Check out Robert Woods & Mike Williams on PlayerProfiler’s Weekly Rankings & Projections:
2018 marked the fist season Williams saw a significant number of targets (66), and he recorded a Weekly Volatility of 9.0, which ranked No. 12. Williams had five games with 13 or more fantasy points and eight games with fewer than 10 fantasy points. Boom or bust is his modus operandi, and a boom week is on tap. He draws Xavien Howard as his primary CB matchup. Howard allows an 80-percent catch rate and his -29.7 Coverage Rating ranks No. 68.
Robert Woods finds himself in bounce-back territory. After a Week 1 game in which he led the Rams with 13 targets, he produced two down games. He’s seen one more target than Brandin Cooks (23-22), racked up 50 more YAC than Cooks and averages an almost identical YPR to Cooper Kupp (11.7 for Cupp, 11.0 for Woods). Kupp’s inflated target share – he leads the team with a 29.8-percent mark – figures to even out to the benefit of Woods. He also hasn’t caught a TD yet, causing gamers to panic.

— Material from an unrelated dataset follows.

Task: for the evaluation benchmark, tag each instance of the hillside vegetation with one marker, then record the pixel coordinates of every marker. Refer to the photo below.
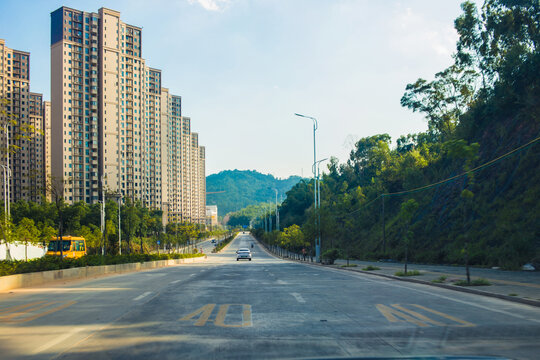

At first glance, his matchup against the Bucs looks difficult. Tampa Bay held opposing WRs to an average of 21.4 fantasy points per game, the thrid-fewest in the league according to FantasyPros. But their competition underwhelms. The Bucs faced the 49ers, Panthers with an injured Cam Newton and the Giants. Woods should see the most of Carlton Davis, ranked No. 4 among CBs with a +76.5 Coverage Rating. However, he matched up against Marquise Goodwin aginst the Niners and avoided Sterling Shepard against the Giants. It’s an inflated rating, especially when you consider he finished 2018 ranked No. 63 in that department (+0.8). Don’t let the matchup push you off Woods.
Can Kyler Murray conquer the deep ball and unleash Damiere Byrd?
Damiere Byrd played every offensive snap for Arizona this season and ranks No. 5 in total snaps, per FantasyPros. He benefits from the most pass-heavy offense in the NFL: The Cardinals average 51 attempts per game. He’s run 121 routes but received just 15 targets. A true boom-or-bust burner archetype, Byrd’s 4.32 40-yard dash time ranks in the 99th-percentile. Furthermore, he’s an athletic freak with Burst and Agility Scores in the 98th-percentile. The undrafted second-year pro from South Carolina averaged a robust 16.4 college YPR. He possesses the necessary tools to become a legit NFL deep threat.
A key component in Byrd’s breakout potential is QB Kyler Murray. Murray’s 19 deep ball attempts (No. 6), and his completion percentage on those passes ranks No. 10 (47.4). With Byrd’s weaponized speed and Murray’s willingness to go deep, Byrd saw only one of those deep ball attempts. Byrd is nursing a hamstring injury and looks doubtful for Week 4, making him even easier to acquire if he’s not a free agent. He’s a slow play, so practice patience.